Zip-a-dee-doo-dah, Gullah and Mitchelville

Uncle Remus

Uncle Remus is the singer and "Zip-a-dee-doo-dah" is the song that won the 1947 Academy Award for Best Song.

If you remember the Disney movie, Song of the South, which featured Uncle Remus and that song, then you are old. If you don't, there is a reason why and I'll tell you about that... and Gullah and Mitchelville.

Uncle Remus is the fictional, kindly old former slave who serves as story teller of African-American folk tales compiled and adapted by Joel Chandler Harris. He wrote seven Uncle Remus books, his first in 1881. The story setting is shortly after the Civil War when slavery had just been abolished.

Song of the South was Disney's first movie that mixed animation with real actors. The tales Uncle Remus relates, with the help of Disney animation, are familiar.

But the reason many have never seen the movie is that it has never been re-released for today's audiences.

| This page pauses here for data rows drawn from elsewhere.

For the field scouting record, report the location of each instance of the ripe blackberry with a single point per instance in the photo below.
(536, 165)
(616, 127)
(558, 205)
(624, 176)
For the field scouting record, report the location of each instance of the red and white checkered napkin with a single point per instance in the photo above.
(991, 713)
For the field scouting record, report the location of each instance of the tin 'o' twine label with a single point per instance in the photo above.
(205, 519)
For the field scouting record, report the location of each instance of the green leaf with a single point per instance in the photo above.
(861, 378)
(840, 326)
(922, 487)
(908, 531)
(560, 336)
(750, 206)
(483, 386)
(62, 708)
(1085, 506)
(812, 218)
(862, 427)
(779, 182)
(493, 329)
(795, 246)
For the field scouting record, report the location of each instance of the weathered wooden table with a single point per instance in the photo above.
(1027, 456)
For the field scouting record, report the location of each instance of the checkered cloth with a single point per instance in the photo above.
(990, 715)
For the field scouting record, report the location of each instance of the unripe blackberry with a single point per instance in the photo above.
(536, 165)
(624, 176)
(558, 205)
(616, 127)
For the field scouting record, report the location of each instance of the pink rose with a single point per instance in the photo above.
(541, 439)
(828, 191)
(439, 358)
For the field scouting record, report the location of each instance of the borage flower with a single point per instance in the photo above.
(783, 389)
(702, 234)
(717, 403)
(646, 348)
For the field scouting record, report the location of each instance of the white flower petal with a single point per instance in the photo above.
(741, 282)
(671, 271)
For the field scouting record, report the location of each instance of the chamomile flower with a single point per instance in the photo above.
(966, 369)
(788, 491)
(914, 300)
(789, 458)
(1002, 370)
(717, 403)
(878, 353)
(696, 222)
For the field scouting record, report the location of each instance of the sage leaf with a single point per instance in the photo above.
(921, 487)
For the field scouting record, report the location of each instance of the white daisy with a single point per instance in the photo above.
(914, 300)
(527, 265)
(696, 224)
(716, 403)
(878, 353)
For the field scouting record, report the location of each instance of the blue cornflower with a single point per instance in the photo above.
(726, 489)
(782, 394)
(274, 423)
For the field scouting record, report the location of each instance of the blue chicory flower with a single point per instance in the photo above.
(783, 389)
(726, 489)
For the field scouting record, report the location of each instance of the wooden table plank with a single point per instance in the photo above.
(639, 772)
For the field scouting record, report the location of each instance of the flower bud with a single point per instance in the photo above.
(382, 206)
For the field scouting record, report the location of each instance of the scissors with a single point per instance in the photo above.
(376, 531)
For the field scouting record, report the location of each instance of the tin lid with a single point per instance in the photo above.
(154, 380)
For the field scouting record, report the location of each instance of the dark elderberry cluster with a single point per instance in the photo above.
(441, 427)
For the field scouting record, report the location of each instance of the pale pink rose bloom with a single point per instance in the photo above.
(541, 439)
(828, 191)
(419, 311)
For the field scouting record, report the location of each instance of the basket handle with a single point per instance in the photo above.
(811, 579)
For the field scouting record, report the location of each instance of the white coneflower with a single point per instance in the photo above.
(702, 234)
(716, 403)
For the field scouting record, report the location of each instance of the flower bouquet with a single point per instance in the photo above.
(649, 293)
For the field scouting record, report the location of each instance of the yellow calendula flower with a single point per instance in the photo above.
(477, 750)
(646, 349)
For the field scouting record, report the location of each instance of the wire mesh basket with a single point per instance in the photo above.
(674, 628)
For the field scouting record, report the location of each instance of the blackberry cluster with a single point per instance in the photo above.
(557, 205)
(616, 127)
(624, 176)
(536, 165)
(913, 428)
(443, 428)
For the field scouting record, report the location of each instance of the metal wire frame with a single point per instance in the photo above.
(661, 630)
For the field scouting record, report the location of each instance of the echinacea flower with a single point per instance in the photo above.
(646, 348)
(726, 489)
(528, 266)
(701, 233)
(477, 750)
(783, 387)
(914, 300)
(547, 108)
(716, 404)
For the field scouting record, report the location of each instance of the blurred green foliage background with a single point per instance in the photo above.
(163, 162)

The stories were presented in a manner that was consistent with segregation of the day, but as America began waking to this prejudice in the mid-20th century, the dialect, the Uncle Remus persona and other stereotypes evident in the movie were demeaning and patronizing to African-Americans.

Jackie Robinson didn't break the color barrier in major league baseball until 1947 and there were still, across much of the old south and sometimes elsewhere, "white" and "colored" bathrooms and drinking fountains, segregated schools, movie theaters, restaurants, hotels. buses and other things. The stories' context is set on a former slave-owning plantation and plays out in the prejudicial world of "then" at a time when radical change was in the offing.

The Uncle Remus character though, is Gullah, those folks say. And the tales are proudly claimed  for their charm and history despite the juxtaposition of then and now. The Gullah folk of today are the descendants of enslaved Africans and some Portuguese who were thrown together by slave traders in the  Lowcountry coastal regions of the United States, from southeast North Carolina to northeast Florida. The created their own common language from English... a clipped, stylized version where verbs have only one tense and unneeded letters are simply dropped. A few of their cultural expressions sound like this: "Ebry shut eye ain't sleep" and "Dog got four foot, but can't walk but one road."   Any guesses of their meanings?

On Hilton Head island, the Gullah had the first American opportunity to form a town, Mitchelville (yes, it is spelled correctly) in 1862 and elect their own officials. It was named for Union general, Ormsby M. Mitchell who defeated a Confederate attempt to take the island. The Union army supplied material and built small (18x30 feet), framed houses for as many as 3,000 escaped and soon to be freed slaves. Mitchelville lasted until about 1870 when the call of jobs and life elsewhere made the community less relevant.  

B'rer Fox
Gullah tradition still embraces those tales, our 70-year-old Gullah tour guide, Melvin, told us. Melvin is a direct descendant of those former slaves and he recently took us on a two-hour show-and-tell extravaganza of Gullah history and culture on Hilton Head Island.

The tales, you ask. Ever hear of Br'er Rabbit, Br'er Fox and Br'er Bear? Those are  three of Joel Chandler Harris's leading characters and their antics spin the tale. They entertain and educate, like Aesop's Fables, with a lesson or moral.

B'rer Rabbit
The stories are written in a dialect devised by Harris to represent deep south Gullah. And for the movie and books, it works. At the time of Harris' publications, his work was praised for its ability to capture plantation negro dialect.

It's amazing what you learn when you pay attention. Did you know that 170,000 African-Americans served in the Union Army and 20,000 in the Union Navy during the American Civil War?